The other two books were more obscure and I don't think I've ever met anyone else who's read them. Idle online browsing recently led me to discover that both of them were currently in stock with a 2nd hand bookseller and I decided to treat myself.

The first book I decided to read was Earthstar Magic by Ruth Chew. In my mind I could see the cover really clearly and I knew that it was about a flying mushroom.

My mind had made it far more salacious than it actually was - I thought that the mushroom was more like the food Alice tries in Wonderland and that the children ate portions of it to grow/shrink/fly!

Instead the mushroom, an earthstar, belongs to a discredited witch and when Ben and Ellen first save and then befriend Trudy they learn the secrets of the earthstar's magic and have several adventures over a couple of days of summer.

The book is in fact very reminiscent of Jill Murphy's Worst Witch or even James Nichol's stories about Arianwyn and just a very sweet early reader about families, holidays and friendship.

Reading the books was a funny mix of familiarity and discovery and unlike so often when you go down memory lane very much not a disappointment, however a little research into the author shows that she wrote many books in a similar vein but I don't think I will tarnish my nostalgia by trying any more of them!

Friday, 9 October 2020

Micro Review 14


Pandora's Jar by Natalie Haynes (Pan Macmillan)

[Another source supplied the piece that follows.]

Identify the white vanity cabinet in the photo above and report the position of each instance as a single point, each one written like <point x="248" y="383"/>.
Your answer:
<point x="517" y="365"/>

Regular readers will have hopefully picked up on my love of mythology and Haynes' writing style and will thus be unsurprised that I though this book simply wonderful.

Pandora's Jar is a non fiction book taking a critical look at many of the females in classical literature and then their portrayal in art and literature through the centuries since. Fans of Haynes' previous work will not be surprised to find that the original tales were often very different to the tales we know today.

That Pandora had a jar not a box is just the start of this look at the original stories and their subsequent retellings and the reasons for the alterations. The classic Harryhausen film Jason and the Argonauts would have been quite different if the original source material had been used too...

Looking into the retelling, simplifying and reworking of 'classics' fascinates me - to the extent that I wrote my MA dissertation on the topic. This book reminded me of the research I found so enthralling whilst also making me laughing out loud (and snorting in disgust) at the points Haynes, in her inimitable way, makes.

Another book that I know I will dip in and out of in the future.